By MacKenzie C. Babb
IIP Staff Writer
October 16, 2012
The United States will contribute up to $475 million to the Global Agriculture and Food Security Program (GAFSP), promising to give $1 for every $2 committed by other donors.
Treasury Secretary Tim Geithner announced the additional U.S. support for GAFSP October 12 during the International Monetary Fund and World Bank Annual Meetings in Tokyo.
“The United States is demonstrating once again its commitment to lead the global fight against hunger and malnutrition,” Geithner said at an event co-hosted by Japan and the World Bank.
The secretary called on donors from around the world to join in strengthening the GAFSP with additional financial support. Japan and South Korea responded by each pledging $30 million at the event.
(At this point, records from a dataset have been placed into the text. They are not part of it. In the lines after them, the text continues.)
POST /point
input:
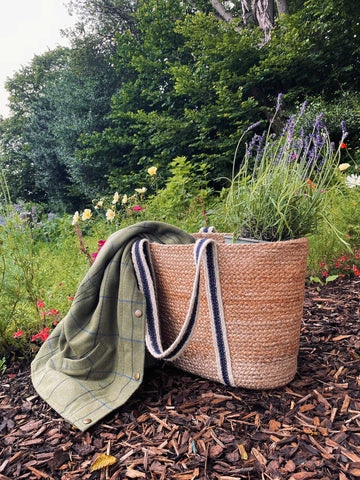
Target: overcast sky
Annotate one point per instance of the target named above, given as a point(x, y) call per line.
point(28, 28)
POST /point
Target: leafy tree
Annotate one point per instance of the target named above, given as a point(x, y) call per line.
point(181, 94)
point(25, 88)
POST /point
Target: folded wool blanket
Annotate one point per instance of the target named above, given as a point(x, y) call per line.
point(94, 359)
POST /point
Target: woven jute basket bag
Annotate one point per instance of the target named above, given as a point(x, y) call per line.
point(262, 292)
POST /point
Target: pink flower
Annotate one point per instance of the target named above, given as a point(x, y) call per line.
point(356, 271)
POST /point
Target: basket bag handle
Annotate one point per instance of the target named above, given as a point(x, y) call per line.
point(205, 252)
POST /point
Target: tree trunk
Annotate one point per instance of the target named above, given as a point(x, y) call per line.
point(282, 7)
point(221, 11)
point(263, 11)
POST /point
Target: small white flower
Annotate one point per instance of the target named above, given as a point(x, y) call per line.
point(353, 180)
point(116, 198)
point(110, 215)
point(86, 214)
point(344, 166)
point(76, 218)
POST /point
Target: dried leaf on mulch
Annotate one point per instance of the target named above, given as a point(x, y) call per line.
point(178, 426)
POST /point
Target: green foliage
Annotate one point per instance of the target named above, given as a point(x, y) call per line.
point(182, 199)
point(325, 248)
point(313, 51)
point(345, 107)
point(37, 261)
point(284, 185)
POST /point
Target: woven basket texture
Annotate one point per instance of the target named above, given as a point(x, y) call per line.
point(262, 288)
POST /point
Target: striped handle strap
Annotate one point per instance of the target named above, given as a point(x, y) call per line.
point(204, 252)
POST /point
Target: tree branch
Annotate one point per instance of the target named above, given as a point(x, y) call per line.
point(221, 11)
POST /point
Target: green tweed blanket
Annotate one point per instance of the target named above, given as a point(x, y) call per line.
point(94, 359)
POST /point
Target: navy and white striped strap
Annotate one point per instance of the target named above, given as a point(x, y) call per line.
point(205, 250)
The Bill & Melinda Gates Foundation also announced its intention to contribute additional resources.
“By investing in GAFSP, we will mobilize funding from a diverse range of sources and set into motion innovative programs that will help communities become more self-sufficient, farmers increase their productivity, and families climb out of poverty,” Geithner said, according to an October 15 Treasury Department news release.
The release by department spokeswoman Kara Alaimo said the United States spearheaded the creation of GAFSP in the wake of the 2007–2008 food price crisis to help the world’s poorest farmers grow and earn more so they can lift themselves out of poverty. The program is already delivering results by supporting both public and private investments in agriculture, providing critical support in 18 countries across Africa, Asia and Latin America, the release said.
In Sierra Leone, for example, GAFSP financing has underwritten the delivery of improved extension services to farmers to help them boost yields in staple crops. The fund also has financed the rehabilitation of 250 kilometers of rural roads in Togo to better connect farmers to local markets, and has provided 18,000 farmers with better access to improved seed varieties and fertilizer.
“With nearly 1 billion chronically hungry people around the planet, there is a strong moral reason for investing in agriculture,” Treasury’s Alaimo said. “But there is good economic reason as well.”
The department said investments in agriculture have been shown to be two to four times more effective at reducing hunger and poverty than investments in any other sector.
GAFSP is part of President Obama’s broader food security initiative, Feed the Future. The Obama administration has made strengthening food security around the world a U.S. development priority.